How might we shift our perspective and explore what we might be missing? This is a common question I ask myself all the time because I want to overcome our human tendency to bring our preconceived notions with us whenever we are attacking a problem; therefore limiting our view of potential alternatives.

How do we overcome that?

Innovation is more a matter of attitude and perspective than process. I’ve written previously that there are four ways we can discover new insights.
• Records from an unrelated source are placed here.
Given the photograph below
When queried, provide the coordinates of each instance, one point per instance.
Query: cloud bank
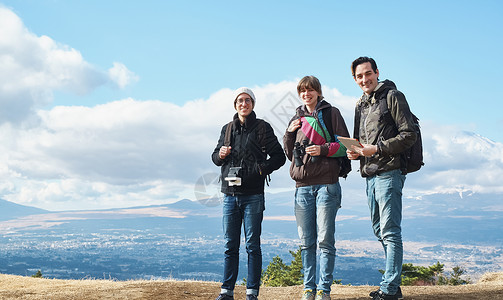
(139, 152)
(33, 67)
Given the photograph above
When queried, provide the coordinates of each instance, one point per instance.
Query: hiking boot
(322, 295)
(308, 295)
(398, 294)
(224, 297)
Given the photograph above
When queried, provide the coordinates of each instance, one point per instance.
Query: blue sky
(92, 89)
(438, 52)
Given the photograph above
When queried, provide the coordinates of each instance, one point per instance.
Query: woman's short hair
(309, 82)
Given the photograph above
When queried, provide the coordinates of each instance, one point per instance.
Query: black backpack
(413, 156)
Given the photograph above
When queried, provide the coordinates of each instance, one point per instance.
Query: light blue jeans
(246, 210)
(316, 207)
(384, 194)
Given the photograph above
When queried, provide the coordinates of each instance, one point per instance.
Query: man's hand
(224, 151)
(367, 150)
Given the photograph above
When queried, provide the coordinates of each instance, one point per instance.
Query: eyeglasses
(241, 101)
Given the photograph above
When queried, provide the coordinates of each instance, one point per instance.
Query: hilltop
(490, 286)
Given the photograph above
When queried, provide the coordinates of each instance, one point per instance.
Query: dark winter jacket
(325, 168)
(246, 152)
(372, 128)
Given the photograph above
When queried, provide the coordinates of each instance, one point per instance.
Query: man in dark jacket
(311, 144)
(382, 164)
(247, 156)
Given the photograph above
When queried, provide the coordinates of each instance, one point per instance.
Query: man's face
(366, 78)
(309, 96)
(244, 105)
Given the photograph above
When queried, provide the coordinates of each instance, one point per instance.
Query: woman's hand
(294, 125)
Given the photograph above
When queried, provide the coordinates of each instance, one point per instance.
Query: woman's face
(309, 96)
(244, 105)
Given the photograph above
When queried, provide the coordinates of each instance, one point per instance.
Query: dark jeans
(247, 210)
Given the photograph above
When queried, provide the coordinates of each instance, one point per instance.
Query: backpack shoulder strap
(228, 133)
(261, 134)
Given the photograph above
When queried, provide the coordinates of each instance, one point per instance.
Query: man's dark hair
(361, 60)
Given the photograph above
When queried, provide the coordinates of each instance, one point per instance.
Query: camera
(233, 176)
(299, 151)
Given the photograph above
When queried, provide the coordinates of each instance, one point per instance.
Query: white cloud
(131, 152)
(33, 67)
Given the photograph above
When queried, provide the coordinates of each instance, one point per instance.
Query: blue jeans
(316, 207)
(384, 194)
(247, 210)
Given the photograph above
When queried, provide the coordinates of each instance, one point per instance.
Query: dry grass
(490, 286)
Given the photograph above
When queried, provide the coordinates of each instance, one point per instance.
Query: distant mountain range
(183, 240)
(439, 217)
(10, 210)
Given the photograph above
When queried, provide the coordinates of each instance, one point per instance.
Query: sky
(120, 103)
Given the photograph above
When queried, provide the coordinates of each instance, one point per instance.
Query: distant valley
(183, 240)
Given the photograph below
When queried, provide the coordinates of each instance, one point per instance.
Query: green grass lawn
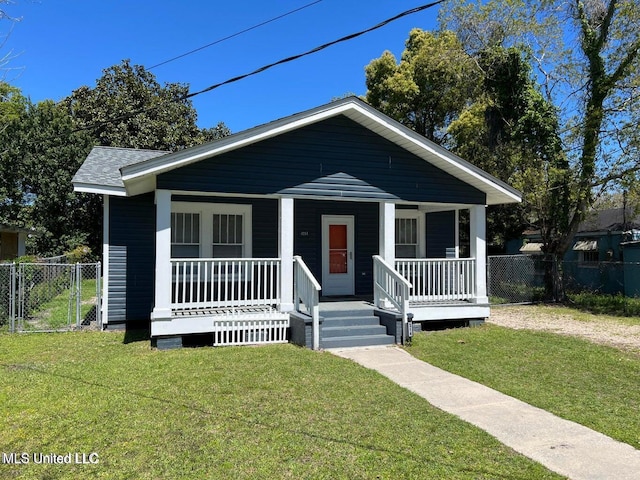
(593, 385)
(235, 412)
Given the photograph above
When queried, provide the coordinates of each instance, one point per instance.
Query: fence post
(12, 297)
(99, 295)
(78, 289)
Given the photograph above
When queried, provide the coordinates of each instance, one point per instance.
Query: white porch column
(162, 305)
(286, 254)
(457, 232)
(388, 232)
(478, 230)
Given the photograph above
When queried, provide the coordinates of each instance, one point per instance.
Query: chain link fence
(514, 279)
(521, 278)
(39, 297)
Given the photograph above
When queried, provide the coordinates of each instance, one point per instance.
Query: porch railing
(306, 291)
(438, 280)
(391, 289)
(199, 283)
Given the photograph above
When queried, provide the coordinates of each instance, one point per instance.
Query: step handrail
(390, 286)
(306, 290)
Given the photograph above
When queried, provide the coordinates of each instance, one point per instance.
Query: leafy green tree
(44, 144)
(12, 103)
(586, 56)
(12, 107)
(430, 85)
(129, 108)
(49, 150)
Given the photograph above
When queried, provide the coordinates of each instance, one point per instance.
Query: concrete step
(351, 320)
(329, 331)
(357, 341)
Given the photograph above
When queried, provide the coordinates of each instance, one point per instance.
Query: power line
(317, 49)
(271, 65)
(234, 35)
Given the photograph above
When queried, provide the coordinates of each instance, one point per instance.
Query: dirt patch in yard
(604, 330)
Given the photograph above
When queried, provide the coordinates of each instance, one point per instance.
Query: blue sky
(62, 45)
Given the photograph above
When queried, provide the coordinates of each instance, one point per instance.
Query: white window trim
(421, 223)
(206, 211)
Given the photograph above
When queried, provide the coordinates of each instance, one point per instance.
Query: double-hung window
(185, 235)
(410, 236)
(210, 230)
(228, 235)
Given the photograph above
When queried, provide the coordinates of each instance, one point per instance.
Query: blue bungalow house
(240, 238)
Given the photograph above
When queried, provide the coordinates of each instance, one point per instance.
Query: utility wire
(317, 49)
(234, 35)
(271, 65)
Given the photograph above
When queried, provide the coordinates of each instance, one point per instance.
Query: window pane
(185, 251)
(180, 228)
(227, 251)
(196, 228)
(406, 251)
(216, 229)
(239, 237)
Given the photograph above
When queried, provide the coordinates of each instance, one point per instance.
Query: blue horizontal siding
(131, 260)
(333, 158)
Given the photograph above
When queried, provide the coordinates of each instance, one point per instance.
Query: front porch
(237, 301)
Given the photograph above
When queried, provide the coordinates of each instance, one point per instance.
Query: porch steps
(354, 330)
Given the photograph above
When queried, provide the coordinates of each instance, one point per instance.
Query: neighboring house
(12, 242)
(594, 261)
(209, 239)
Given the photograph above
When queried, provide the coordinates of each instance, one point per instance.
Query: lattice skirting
(249, 332)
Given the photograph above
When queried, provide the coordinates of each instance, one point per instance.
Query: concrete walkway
(565, 447)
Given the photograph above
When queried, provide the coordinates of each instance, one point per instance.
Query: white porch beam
(478, 230)
(457, 232)
(162, 305)
(285, 253)
(105, 258)
(388, 232)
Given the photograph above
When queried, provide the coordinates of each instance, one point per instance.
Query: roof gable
(102, 167)
(140, 176)
(334, 158)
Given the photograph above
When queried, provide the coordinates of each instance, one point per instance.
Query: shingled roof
(102, 166)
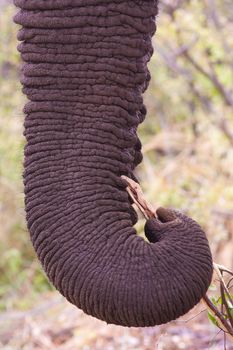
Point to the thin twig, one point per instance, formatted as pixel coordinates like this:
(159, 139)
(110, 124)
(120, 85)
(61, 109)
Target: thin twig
(135, 192)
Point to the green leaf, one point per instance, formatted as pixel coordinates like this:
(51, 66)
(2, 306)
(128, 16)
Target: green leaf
(212, 319)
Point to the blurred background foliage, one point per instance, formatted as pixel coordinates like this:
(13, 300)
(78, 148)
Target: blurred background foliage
(187, 136)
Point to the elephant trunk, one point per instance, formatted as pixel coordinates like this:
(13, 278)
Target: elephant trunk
(85, 71)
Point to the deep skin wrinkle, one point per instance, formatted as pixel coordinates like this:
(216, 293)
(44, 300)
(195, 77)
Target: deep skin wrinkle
(84, 73)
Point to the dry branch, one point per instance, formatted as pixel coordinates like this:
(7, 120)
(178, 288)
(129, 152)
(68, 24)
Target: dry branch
(135, 192)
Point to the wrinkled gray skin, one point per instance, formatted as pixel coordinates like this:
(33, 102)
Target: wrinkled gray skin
(84, 74)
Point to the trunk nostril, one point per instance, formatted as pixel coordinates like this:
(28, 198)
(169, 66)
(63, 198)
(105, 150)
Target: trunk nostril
(165, 215)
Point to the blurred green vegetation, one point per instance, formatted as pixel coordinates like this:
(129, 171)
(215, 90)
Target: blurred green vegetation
(21, 277)
(187, 136)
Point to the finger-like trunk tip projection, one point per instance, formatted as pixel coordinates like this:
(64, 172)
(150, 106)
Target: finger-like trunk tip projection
(85, 69)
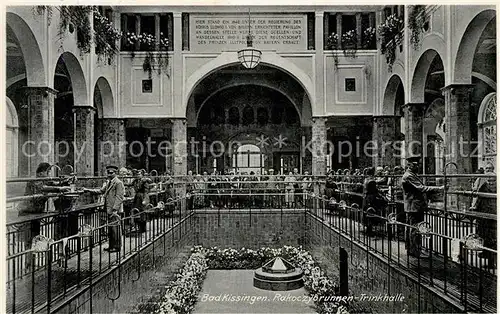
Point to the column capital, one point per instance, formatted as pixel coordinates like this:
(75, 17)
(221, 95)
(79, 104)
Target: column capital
(453, 87)
(319, 119)
(386, 117)
(32, 90)
(415, 104)
(173, 120)
(87, 108)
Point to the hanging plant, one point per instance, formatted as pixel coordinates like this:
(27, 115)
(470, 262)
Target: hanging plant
(369, 37)
(156, 56)
(350, 44)
(105, 37)
(41, 9)
(79, 16)
(391, 36)
(416, 23)
(332, 43)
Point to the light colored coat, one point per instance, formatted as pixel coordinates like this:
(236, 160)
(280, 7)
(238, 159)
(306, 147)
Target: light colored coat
(113, 193)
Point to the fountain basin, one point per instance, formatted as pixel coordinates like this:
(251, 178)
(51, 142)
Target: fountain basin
(278, 275)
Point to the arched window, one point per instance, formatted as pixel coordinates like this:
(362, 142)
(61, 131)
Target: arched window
(488, 129)
(11, 139)
(248, 117)
(234, 116)
(277, 114)
(262, 116)
(248, 158)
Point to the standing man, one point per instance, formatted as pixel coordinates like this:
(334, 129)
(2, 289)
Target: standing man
(415, 204)
(113, 191)
(38, 205)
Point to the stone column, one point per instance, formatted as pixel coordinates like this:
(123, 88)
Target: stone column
(457, 120)
(113, 146)
(318, 146)
(385, 134)
(429, 165)
(338, 16)
(84, 140)
(359, 31)
(457, 140)
(179, 146)
(41, 147)
(414, 113)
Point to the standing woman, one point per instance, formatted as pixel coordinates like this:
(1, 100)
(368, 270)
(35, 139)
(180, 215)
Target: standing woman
(486, 228)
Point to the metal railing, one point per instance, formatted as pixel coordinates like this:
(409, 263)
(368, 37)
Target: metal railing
(459, 265)
(66, 251)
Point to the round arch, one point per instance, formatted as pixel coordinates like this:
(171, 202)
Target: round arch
(468, 44)
(392, 86)
(11, 139)
(487, 101)
(228, 58)
(106, 107)
(77, 77)
(433, 116)
(253, 83)
(35, 69)
(418, 81)
(487, 129)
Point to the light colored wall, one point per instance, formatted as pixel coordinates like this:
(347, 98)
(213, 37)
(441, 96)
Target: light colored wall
(338, 101)
(135, 103)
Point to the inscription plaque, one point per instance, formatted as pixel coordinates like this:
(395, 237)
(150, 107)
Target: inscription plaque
(219, 32)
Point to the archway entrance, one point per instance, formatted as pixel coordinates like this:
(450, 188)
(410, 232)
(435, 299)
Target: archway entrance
(248, 120)
(69, 81)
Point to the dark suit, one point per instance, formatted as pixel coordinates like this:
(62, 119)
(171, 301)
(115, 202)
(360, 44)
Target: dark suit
(113, 192)
(415, 206)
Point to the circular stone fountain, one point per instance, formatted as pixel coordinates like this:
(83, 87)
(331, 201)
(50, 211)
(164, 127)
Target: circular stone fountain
(278, 275)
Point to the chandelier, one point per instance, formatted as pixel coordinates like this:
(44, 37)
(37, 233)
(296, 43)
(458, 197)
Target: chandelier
(249, 57)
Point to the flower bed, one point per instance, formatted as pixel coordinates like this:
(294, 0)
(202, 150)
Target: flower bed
(181, 295)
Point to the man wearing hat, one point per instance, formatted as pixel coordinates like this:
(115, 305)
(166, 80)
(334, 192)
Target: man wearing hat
(113, 191)
(38, 205)
(272, 188)
(415, 204)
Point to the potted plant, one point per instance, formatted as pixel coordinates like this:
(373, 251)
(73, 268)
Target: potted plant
(369, 38)
(350, 43)
(390, 35)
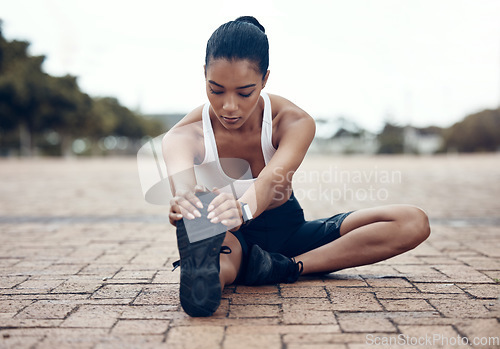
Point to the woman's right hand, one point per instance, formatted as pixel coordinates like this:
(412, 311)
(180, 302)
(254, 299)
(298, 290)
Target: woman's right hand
(185, 205)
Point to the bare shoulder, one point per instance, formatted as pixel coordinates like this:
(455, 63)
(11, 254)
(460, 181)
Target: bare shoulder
(186, 136)
(289, 118)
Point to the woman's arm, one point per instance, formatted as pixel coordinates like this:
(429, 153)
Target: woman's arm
(181, 147)
(293, 135)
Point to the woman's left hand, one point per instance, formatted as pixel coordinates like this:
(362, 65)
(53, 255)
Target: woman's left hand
(225, 209)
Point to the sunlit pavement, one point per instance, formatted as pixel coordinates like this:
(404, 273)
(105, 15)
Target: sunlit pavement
(85, 262)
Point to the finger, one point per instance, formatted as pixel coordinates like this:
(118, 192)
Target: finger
(200, 188)
(221, 204)
(219, 200)
(186, 208)
(173, 216)
(195, 201)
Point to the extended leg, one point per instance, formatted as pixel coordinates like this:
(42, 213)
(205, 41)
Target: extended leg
(230, 263)
(369, 236)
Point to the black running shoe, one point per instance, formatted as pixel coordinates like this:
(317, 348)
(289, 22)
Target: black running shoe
(199, 243)
(265, 268)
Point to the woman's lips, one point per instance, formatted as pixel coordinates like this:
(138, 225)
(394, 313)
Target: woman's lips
(230, 120)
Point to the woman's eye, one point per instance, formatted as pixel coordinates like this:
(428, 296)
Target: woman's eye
(246, 96)
(215, 92)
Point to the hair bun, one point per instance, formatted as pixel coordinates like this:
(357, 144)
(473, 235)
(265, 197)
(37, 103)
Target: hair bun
(251, 20)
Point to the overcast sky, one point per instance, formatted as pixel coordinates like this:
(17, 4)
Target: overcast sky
(425, 62)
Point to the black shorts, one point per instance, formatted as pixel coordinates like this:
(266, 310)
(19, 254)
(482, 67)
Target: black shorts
(284, 230)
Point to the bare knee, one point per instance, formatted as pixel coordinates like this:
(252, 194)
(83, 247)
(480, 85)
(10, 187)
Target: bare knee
(415, 228)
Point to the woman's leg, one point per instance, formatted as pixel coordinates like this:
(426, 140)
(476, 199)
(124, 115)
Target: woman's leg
(230, 263)
(369, 236)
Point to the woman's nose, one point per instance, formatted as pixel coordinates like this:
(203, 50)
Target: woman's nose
(230, 104)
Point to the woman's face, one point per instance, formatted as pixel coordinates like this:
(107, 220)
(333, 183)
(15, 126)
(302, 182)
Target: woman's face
(233, 89)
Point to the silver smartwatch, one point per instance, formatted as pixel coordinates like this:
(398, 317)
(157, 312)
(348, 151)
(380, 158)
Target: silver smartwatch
(246, 213)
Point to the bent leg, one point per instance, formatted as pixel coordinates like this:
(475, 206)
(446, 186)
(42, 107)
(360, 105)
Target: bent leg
(230, 263)
(369, 236)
Insights are unexpected shifts in the way we understand how things work, and one way to get insights is by shifting our frame.

Ed Catmull makes a poignant point in his book, Creativity Inc., that Pixar has avoided stagnation because they’ve created mechanisms that force them to constantly fight their own mental models, and put Pixar’s collective heads in a different frame of mind.

The most innovative leaders are reframers, and unleash innovation in their organizations by asking new questions, and/or immerse themselves in the environment they wish to understand. I’ve written extensively about asking better questions to get better answers, here I’ll extend on that to include immersion.

But first…

Creativity Inc.: what it takes to build and sustain a culture of excellence

I just finished reading the book Creativity Inc. by Ed Catmull, this is my review…

Unlike books written by consultants about how wonderful the companies they study are, and how they have reverse engineered their formula for success into repeatable soundbites, Creativity Inc. was written by someone who was in the trenches; from the beginning. Written by Ed Catmull, co-founder and President of Pixar, Creativity Inc. is a first hand tell-all about what enables Pixar to do its thing: successfully turn original ideas into blockbusters, one after another.

Mr. Catmull’s motivation for writing this book stemmed from a simple question: why do successful companies fail?